Fue una caída terrible, y el pobre
soldado aterrizó sobre su kepis, con la pierna en el aire; la bayoneta quedó encajada entre dos losas. La sirvienta y el muchachito corrieron a buscarlo, pero aunque miraron por todas partes no lo encontraron. Si el soldadito hubiera exclamado: "¡Aquí estoy!", no cabe duda de que lo habrían visto; pero él no consideró cosa digna el gritar estando de uniforme.
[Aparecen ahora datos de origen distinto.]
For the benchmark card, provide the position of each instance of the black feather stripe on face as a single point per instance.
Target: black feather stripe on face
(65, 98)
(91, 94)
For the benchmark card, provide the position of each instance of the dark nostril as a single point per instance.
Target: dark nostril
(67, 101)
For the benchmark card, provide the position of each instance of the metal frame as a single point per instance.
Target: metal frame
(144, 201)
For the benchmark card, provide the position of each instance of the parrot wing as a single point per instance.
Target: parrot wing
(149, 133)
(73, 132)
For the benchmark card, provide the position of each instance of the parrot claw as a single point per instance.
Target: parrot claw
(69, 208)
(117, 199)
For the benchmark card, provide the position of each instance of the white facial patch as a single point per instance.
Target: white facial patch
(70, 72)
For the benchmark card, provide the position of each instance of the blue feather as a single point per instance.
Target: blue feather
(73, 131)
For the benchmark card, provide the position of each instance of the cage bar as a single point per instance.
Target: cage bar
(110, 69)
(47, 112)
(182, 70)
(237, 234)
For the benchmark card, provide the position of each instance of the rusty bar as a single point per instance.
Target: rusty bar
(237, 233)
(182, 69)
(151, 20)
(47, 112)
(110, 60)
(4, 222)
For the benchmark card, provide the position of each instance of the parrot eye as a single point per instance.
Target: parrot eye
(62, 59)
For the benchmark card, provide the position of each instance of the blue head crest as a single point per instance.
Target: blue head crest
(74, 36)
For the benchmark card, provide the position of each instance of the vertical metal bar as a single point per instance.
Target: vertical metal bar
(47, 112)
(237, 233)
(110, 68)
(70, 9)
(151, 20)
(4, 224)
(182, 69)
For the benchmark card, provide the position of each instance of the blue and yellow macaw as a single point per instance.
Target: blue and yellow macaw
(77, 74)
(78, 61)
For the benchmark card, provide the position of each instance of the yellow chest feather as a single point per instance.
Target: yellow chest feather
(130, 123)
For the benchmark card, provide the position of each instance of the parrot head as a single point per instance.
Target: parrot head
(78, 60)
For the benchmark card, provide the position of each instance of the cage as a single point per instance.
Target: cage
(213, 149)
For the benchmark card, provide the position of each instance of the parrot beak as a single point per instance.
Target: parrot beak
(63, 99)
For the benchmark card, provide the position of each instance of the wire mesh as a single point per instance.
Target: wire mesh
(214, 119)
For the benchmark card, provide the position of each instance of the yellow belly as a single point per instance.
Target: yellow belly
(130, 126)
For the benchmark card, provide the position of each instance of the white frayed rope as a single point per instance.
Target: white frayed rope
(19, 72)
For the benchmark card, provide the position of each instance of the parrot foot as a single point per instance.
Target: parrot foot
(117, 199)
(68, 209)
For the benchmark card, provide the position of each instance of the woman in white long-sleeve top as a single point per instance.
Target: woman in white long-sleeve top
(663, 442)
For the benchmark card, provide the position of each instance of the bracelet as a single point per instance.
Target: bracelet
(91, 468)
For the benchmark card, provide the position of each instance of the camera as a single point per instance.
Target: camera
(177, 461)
-¡Mira! -dijo uno de ellos-. ¡Un soldadito de plomo! Le haremos dar un paseo en barco.
Hicieron un barquito de papel con un
diario y colocaron al soldado en el medio. Y allá partió el soldadito por la cuneta abajo, seguido por los dos chicos que aplaudían. ¡Cielos! ¡Qué olas había en el agua de la cuneta! ¡Qué corriente impetuosa! Porque ciertamente lo que había llovido era un diluvio. El barco de papel danzaba de un lado a otro; a veces giraba como un remolino, hasta hacer correr un escalofrío por la espalda del soldadito, que sin embargo permanecía impávido, sin mover un músculo, vista al frente y fusil al hombro. En cierta ocasión el barco pasó por la boca de un largo túnel de madera, en cuyo interior estaba tan oscuro como en la caja.
"¿Adónde iré
ahora? -pensaba-. Bueno, todo fue culpa de aquel diablo negro. ¡Ah!, si al menos estuviera a mi lado la muchachita del castillo, ya podría estar dos veces más oscuro, que no me importaría".
En ese momento apareció una gran rata de agua, que vivía en el túnel.